AI large language models (LLMs)—such as Chat GPT, Claude, and Gemini (formerly Bard)—appear to go through a predictable hype cycle. Posts trickle out about a new model’s impressive capabilities, people are floored by the model’s sophistication (or experience existential dread over losing their jobs), and, if you’re lucky, someone starts claiming that this new-and-improved LLM is displaying signs of sentience.

This hype cycle is currently in full force for Claude 3, an LLM created by the U.S.-based AI company Anthropic. In early March, the company introduced its latest lineup of AI models, Claude 3 Haiku, Claude 3 Sonnet, and Claude 3 Opus—all in ascending order of capability. The new models delivered updates across the board, including near-perfect recall, less hallucinations (a.k.a. incorrect answers), and quicker response times.

“Opus, our most intelligent model, outperforms its peers on most of the common evaluation benchmarks for AI systems, including undergraduate level expert knowledge (MMLU), graduate level expert reasoning (GPQA), basic mathematics (GSM8K), and more,” Anthropic wrote in its announcement release. “It exhibits near-human levels of comprehension and fluency on complex tasks, leading the frontier of general intelligence.”

Following the announcement, AI experts posted their own thoughts on X (formerly Twitter), and detailed some pretty impressive results. As Live Science details, one expert compared how quickly Claude 3 could summarize a 42-page PDF (almost instantly) to Open AI’s Chat GPT-4 (much slower).

But things got creepier when Anthropic prompt engineer Alex Albert pulled back the testing curtain to detail one of the more strange responses Claude 3 gave when fulfilling certain tasks designed to stump it.
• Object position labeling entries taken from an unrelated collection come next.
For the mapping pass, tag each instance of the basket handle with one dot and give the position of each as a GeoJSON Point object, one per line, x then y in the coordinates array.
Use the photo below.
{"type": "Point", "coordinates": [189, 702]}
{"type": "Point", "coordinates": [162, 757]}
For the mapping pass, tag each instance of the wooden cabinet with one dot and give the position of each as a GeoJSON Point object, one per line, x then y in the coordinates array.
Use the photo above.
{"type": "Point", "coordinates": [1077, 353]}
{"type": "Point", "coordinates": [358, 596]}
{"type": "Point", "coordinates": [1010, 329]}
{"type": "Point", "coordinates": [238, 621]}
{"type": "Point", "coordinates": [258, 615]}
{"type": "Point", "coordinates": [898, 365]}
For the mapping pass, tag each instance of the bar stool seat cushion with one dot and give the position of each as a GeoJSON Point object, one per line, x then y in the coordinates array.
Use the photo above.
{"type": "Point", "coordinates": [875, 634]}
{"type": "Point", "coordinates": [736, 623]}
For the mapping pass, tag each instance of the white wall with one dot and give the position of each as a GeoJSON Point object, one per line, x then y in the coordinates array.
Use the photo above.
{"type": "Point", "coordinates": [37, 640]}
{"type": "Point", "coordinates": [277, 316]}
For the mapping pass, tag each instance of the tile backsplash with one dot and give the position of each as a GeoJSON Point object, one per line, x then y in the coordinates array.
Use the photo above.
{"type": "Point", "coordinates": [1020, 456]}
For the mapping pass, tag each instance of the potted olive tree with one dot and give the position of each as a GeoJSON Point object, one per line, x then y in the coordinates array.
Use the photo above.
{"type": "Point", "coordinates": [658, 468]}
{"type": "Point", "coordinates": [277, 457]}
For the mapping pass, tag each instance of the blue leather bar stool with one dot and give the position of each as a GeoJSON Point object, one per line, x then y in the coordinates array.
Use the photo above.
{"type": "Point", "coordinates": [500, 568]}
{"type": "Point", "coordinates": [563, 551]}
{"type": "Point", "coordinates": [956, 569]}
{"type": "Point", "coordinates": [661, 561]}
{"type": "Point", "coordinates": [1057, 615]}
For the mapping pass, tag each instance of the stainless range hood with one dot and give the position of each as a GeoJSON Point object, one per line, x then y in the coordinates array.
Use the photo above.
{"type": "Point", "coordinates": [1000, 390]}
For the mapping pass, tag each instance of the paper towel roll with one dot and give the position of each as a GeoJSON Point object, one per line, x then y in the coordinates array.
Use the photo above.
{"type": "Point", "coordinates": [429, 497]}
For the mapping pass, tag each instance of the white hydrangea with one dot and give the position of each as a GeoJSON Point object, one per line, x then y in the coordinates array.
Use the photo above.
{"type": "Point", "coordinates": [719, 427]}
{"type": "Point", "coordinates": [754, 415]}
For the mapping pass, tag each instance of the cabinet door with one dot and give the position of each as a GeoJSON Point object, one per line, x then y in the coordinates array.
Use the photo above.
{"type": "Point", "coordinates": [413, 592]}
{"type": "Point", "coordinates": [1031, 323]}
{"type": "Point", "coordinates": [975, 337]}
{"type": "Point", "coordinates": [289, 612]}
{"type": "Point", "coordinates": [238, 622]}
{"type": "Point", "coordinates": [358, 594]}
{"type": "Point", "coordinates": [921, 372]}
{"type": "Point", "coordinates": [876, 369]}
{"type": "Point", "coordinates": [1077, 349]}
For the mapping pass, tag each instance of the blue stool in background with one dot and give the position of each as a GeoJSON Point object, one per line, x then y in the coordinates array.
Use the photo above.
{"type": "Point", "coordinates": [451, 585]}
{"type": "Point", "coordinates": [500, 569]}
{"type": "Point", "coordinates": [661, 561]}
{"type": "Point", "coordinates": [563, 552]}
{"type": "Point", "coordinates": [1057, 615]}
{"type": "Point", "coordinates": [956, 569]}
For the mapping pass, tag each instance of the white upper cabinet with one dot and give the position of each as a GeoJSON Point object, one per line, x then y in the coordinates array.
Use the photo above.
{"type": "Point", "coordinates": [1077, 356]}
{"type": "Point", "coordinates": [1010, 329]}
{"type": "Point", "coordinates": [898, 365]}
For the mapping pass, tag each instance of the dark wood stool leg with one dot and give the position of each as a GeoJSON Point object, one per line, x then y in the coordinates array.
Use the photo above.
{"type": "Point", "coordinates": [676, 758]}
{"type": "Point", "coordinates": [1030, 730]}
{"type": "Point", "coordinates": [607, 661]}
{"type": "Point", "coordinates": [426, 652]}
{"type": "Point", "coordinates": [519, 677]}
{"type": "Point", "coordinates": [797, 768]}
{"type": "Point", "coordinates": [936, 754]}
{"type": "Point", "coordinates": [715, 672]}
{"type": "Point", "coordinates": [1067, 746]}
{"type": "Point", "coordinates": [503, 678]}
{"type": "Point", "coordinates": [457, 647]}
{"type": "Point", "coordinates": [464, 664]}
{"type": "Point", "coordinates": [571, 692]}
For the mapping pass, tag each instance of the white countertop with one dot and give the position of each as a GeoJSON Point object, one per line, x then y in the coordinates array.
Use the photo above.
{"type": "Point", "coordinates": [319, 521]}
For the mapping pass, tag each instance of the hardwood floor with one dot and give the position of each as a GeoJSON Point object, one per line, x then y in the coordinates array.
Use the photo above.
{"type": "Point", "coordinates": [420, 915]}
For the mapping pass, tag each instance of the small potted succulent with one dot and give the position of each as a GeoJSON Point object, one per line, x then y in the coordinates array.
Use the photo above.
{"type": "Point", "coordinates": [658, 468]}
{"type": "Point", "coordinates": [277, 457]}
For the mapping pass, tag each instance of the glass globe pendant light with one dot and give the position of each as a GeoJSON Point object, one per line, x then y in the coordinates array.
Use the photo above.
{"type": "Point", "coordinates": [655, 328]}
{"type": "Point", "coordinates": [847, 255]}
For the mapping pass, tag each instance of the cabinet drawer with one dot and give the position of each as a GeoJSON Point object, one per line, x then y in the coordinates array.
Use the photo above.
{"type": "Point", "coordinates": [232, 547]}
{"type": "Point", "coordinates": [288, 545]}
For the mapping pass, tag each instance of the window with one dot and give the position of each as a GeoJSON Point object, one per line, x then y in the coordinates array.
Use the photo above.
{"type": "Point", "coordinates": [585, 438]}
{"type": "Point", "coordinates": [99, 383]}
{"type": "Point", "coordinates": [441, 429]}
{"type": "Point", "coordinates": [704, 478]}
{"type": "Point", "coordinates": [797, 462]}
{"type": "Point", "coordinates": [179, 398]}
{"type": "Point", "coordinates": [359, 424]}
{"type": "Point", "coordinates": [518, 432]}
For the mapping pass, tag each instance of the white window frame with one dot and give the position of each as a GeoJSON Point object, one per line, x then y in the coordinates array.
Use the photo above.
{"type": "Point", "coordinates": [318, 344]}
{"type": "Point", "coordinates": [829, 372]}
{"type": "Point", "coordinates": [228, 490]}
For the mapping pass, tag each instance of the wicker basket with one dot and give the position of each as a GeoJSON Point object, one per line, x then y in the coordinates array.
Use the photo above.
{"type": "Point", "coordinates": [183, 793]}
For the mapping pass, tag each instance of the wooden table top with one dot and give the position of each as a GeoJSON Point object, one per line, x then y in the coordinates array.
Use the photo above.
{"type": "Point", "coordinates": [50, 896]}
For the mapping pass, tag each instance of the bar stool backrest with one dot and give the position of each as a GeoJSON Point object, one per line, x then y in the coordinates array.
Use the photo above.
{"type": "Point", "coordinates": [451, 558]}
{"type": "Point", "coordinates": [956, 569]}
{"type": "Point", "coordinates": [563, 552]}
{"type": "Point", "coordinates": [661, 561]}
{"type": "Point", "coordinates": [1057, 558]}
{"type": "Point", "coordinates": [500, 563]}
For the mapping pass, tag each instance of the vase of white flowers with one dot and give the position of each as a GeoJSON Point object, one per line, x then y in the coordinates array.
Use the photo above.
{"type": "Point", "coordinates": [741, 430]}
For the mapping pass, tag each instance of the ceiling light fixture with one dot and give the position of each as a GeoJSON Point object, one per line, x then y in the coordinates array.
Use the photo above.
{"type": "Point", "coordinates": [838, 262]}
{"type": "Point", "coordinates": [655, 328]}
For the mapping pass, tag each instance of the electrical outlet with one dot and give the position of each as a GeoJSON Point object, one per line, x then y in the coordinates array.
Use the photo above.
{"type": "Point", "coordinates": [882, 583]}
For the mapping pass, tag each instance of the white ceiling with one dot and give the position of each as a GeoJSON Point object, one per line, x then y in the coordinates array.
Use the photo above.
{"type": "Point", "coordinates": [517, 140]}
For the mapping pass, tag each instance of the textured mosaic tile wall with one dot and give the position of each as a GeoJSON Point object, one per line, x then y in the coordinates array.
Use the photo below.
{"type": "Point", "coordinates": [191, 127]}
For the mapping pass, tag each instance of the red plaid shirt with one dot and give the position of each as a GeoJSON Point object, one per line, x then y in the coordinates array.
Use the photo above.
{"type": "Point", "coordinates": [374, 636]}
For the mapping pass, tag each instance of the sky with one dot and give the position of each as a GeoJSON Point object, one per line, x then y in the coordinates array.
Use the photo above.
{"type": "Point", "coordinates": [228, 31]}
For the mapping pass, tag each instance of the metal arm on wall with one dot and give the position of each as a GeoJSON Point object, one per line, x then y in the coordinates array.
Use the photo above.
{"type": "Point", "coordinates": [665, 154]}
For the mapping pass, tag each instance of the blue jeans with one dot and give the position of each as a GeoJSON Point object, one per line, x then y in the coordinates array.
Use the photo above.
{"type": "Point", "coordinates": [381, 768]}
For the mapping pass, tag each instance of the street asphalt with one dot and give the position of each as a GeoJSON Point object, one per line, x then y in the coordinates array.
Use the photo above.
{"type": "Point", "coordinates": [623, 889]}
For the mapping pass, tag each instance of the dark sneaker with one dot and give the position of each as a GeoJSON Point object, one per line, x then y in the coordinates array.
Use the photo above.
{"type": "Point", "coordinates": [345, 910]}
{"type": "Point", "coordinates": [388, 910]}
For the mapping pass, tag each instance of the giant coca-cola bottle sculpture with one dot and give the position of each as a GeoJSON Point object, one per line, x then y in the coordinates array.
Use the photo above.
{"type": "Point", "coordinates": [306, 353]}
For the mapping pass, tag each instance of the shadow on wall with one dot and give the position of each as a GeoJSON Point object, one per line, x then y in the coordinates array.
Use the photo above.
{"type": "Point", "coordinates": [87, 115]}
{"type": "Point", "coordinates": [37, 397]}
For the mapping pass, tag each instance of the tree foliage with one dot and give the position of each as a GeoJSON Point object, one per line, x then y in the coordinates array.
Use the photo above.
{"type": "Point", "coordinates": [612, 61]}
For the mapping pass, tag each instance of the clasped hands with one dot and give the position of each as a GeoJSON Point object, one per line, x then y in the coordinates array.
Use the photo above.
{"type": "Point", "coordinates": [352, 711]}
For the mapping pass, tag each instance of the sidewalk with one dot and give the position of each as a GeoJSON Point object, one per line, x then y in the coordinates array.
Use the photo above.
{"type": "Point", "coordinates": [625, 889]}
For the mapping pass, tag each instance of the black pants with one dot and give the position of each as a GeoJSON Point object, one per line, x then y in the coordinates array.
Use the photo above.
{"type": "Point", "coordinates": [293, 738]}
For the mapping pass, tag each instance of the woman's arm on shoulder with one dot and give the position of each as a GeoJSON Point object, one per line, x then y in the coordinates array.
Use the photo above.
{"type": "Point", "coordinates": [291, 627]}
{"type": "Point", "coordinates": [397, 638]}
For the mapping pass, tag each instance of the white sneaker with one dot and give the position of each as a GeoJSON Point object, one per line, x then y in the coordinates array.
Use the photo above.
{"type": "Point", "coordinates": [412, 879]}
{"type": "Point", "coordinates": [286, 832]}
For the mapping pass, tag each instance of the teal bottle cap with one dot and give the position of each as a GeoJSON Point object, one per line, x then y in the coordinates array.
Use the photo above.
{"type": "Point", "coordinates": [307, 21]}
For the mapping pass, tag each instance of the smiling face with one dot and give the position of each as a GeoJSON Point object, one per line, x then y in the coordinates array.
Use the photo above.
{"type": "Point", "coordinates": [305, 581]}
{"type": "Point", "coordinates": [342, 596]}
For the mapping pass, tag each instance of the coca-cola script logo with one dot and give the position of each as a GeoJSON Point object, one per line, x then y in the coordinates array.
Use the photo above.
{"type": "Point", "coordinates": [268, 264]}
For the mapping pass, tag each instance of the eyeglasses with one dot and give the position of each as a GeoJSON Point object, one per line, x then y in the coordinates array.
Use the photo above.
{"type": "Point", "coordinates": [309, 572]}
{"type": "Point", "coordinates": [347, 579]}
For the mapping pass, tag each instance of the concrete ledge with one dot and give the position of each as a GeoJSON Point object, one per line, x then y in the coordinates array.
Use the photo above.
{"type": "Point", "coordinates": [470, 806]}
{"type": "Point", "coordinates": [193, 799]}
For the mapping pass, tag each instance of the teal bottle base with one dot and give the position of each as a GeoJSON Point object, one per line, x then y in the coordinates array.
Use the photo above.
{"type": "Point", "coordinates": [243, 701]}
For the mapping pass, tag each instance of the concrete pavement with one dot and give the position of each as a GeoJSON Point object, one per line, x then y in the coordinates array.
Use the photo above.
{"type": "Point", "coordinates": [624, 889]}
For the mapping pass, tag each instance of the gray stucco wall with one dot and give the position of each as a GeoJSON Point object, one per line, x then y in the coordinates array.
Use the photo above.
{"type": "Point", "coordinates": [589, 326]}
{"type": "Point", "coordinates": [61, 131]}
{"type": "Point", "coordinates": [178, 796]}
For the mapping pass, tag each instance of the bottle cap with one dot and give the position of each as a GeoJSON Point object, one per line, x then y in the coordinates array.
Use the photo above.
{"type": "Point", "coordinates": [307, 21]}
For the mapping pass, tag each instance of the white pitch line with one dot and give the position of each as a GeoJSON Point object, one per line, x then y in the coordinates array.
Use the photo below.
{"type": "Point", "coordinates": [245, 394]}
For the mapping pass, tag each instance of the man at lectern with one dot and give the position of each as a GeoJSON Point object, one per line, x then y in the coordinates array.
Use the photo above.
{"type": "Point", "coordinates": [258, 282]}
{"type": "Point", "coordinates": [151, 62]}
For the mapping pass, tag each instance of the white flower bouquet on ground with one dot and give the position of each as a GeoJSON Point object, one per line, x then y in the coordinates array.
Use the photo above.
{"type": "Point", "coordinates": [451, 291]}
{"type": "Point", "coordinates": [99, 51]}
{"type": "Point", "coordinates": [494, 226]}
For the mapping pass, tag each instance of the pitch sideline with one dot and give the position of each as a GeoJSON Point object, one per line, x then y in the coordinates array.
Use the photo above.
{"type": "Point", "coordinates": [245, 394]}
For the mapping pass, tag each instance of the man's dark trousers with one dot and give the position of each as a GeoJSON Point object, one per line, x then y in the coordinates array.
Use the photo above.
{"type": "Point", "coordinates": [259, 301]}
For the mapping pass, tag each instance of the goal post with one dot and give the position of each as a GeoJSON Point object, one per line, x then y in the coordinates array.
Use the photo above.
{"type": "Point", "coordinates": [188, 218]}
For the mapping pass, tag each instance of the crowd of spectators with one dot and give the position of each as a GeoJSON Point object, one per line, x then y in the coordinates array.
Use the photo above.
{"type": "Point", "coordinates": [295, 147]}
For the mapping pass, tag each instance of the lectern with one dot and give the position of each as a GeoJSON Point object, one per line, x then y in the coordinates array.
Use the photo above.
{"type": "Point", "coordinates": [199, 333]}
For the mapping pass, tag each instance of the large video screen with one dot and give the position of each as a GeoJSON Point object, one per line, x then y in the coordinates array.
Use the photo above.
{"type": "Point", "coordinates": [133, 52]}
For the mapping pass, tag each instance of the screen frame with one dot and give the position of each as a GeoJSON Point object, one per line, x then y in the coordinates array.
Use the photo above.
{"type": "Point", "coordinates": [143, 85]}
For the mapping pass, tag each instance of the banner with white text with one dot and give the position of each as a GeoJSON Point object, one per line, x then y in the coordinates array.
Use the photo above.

In a post on X, Albert said they were performing a “needle-in-the-haystack eval,” where the a sentence is inserted into a random documents and then a question is asked that only that sentence can answer. Claude 3’s response to the question was…surprising.

“When we ran this test on Opus, we noticed some interesting behavior—it seemed to suspect that we were running an eval on it,” Albert posted on X. “Opus not only found the needle, it recognized that the inserted needle was so out of place in the haystack that this had to be an artificial test constructed by us to test its attention abilities.”